LifeWORKS – the shape of Prayer

I have come to believe that the quality of my relationship with God, is tested in my experience of prayer. The degree to which I find spending time alone with God as easy or difficult, as a chore or a delight, says a lot about my heart’s closeness to him.

Prayer is the very heart of Christian spirituality. When we pray we step aside from daily routines and responsibilities and intentionally situate ourselves ‘face-to-face’ with God.

Everywhere, the Bible assumes that prayer – direct and intentional communication with God – is at the heart of the life of faith. Christians through the ages have understood this.
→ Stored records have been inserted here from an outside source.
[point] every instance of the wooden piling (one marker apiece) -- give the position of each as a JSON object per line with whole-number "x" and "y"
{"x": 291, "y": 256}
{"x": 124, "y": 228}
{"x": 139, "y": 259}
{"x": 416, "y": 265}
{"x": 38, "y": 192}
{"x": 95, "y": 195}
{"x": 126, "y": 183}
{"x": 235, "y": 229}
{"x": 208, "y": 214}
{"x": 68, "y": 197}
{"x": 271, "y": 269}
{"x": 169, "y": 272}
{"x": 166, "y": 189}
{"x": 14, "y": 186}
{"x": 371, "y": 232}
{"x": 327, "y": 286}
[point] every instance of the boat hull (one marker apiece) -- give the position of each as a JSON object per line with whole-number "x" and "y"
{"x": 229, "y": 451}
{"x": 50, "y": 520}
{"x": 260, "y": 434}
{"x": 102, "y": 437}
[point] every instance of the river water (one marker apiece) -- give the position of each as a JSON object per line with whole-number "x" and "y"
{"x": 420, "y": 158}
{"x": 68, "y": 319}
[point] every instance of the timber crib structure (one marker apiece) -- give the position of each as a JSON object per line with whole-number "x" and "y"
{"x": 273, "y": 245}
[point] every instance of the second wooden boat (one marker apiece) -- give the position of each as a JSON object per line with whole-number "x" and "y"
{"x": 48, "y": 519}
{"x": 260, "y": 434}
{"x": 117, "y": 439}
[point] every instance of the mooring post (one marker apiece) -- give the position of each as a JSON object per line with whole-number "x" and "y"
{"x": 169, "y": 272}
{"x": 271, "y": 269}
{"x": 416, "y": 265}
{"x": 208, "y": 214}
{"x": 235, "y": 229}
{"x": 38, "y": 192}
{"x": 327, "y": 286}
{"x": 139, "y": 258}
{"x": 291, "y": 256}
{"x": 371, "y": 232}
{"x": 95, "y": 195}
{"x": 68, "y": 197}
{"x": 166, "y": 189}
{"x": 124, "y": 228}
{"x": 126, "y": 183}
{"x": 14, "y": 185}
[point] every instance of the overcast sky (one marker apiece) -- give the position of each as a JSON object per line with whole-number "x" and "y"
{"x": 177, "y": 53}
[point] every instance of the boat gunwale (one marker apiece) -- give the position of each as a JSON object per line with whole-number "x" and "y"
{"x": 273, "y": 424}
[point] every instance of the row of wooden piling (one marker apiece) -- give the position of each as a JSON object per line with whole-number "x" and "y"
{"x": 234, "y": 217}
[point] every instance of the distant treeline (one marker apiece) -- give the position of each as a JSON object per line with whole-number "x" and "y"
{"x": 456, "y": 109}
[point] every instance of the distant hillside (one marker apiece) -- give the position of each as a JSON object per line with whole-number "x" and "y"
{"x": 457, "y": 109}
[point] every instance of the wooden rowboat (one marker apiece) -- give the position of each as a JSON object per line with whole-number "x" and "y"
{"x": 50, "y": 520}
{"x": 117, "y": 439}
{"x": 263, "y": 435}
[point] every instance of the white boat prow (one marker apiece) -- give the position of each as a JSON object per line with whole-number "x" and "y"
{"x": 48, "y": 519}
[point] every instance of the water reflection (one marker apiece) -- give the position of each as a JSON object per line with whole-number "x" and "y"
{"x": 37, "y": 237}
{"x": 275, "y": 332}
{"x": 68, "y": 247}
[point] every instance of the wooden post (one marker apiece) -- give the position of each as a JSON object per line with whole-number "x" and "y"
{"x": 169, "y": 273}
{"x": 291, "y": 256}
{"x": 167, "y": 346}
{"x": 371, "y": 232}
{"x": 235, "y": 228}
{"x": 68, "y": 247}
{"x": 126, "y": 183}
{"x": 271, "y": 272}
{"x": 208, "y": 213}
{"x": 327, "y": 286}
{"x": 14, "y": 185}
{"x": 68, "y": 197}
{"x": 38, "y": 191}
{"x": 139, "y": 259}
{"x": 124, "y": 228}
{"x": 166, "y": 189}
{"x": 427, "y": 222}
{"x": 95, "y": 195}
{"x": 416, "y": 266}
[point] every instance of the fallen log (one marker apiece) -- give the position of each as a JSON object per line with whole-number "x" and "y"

The 18th Century spiritual writer William Law, for example, describes prayer as “the nearest approach to God, and the highest enjoyment of him, that we are capable of in this life’.

My early experience of prayer was that it was all about asking God for things: intercession equals prayer and prayer equals intercession.  In the Christian tradition in which I was raised, prayer was always ‘made up on the spot’ (extemporary), and reading prayers from books was viewed as a very suspect activity (we knew that because it was what the Anglicans and even the Catholics did!).  

It’s OK: I’ve got past that now!

In fact, using written forms of prayers has become very important to me. I’ve got a whole shelf of various forms of written prayers which from time to time form part of my prayer life.  Reflecting on their value to me I can see that:

They give me a place to start

Prayer can be hard, but using a set form of prayer is, for me, a helpful way to feel my way into God’s presence. Of course, the risk is that written prayers become a meaningless rote saying of others’ words: words that bear no relation to my own heart-circumstances. (We’ve probably all had that experience of singing songs in church, the words of which bear little relation to how we are feeling at that moment.) 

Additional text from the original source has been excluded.